Go back four years and understand how Canada came away without a medal in Turin. One, they couldn’t score. Two, they had great difficulty moving the puck from defence to offence. Both of those things were to have been corrected with the selection of this team,

Just not Thursday night. Not against Switzerland. Not against Jonas Hiller, the great NHL goaltender. Not evident.

A Drew Doughty pinch — and this is what kid defencemen do — cost Canada its first goal against.

A Chris Pronger brain cramp — and this is what Pronger does in between his usual brilliance — cost them the second goal.

And the way Brent Seabrook coughed up the puck in the back end, they were lucky it didn’t cost a third or a fourth goal against.

That was the defensive trouble. Just as much of a problem, maybe more, was how ineptly the puck moved from defence to offence, or how often the outlet passes went astray. This wasn’t the Swedish wake-up call of 2002. This wasn’t being blind-sided by an opopnent of equal skill. This was beating yourself and ending up with a win. And for Switzerland, this was potentially their best moment of the tournament gone awry.

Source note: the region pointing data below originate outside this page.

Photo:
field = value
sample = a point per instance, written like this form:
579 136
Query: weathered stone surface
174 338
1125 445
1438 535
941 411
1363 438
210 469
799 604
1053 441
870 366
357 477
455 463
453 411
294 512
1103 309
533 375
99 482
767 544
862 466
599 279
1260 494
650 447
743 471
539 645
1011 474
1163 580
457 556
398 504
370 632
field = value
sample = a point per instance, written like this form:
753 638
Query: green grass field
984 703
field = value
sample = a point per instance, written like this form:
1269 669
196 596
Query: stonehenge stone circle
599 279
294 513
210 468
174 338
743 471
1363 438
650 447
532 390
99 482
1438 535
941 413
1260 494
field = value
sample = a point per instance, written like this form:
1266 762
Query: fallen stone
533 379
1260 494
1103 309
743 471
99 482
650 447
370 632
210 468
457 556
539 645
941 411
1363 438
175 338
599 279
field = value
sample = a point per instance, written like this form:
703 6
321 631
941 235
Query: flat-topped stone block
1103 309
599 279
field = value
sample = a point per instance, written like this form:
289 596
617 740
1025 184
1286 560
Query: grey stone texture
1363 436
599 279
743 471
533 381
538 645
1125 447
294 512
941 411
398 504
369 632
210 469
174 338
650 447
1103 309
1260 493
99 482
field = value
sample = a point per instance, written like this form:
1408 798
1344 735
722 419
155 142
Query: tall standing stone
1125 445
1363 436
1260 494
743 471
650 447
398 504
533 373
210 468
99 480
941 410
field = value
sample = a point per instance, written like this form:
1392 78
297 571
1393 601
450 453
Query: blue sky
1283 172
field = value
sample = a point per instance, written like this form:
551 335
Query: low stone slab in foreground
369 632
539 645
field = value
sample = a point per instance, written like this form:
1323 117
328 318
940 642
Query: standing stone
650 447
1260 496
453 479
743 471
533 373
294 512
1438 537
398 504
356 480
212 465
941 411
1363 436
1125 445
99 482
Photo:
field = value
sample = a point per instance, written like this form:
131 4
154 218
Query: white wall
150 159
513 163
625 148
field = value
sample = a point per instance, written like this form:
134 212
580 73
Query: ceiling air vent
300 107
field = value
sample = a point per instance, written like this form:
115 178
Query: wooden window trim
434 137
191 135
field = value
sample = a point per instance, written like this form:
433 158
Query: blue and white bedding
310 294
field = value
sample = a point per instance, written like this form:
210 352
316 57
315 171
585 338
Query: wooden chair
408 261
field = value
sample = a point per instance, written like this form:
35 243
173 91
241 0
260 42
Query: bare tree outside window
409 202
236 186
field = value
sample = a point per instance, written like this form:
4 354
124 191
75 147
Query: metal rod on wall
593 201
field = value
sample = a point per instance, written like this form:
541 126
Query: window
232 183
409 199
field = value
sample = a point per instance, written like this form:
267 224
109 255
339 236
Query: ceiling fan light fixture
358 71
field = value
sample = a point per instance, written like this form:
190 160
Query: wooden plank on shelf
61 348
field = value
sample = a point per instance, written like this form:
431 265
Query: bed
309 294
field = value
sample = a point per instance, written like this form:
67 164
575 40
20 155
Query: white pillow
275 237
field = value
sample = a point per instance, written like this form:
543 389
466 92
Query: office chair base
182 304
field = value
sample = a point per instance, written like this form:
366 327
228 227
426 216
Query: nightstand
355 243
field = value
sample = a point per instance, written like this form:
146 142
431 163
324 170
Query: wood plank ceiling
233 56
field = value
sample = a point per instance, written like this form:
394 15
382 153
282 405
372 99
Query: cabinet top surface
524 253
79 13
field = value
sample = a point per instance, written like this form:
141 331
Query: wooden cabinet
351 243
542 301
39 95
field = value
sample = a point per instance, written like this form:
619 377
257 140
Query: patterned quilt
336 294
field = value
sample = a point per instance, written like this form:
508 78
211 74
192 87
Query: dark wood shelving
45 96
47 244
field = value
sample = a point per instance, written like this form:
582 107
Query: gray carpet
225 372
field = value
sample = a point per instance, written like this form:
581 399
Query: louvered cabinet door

Crosby scored in the shootout. None of the four Swiss shooters could beat Martin Brodeur, which may be important for the veteran goalie. By the second period, and outside the arena, fans were already chanting “Lou, Lou” for Roberto Luongo, the local hero, after Brodeur had given up two more goals than Luongo managed in his first start. Now comes the question: Who starts against Team USA?

Is it Brodeur, who was great when he had to be Thursday night?

Or is Luongo, who has started one game and supplied one shutout?

This is a good problem for Babcock. The rest may be challenging. But at least he made one right call, considering Canadian history. He used the right shooter in the shootout and now lives undefeated for yet another day.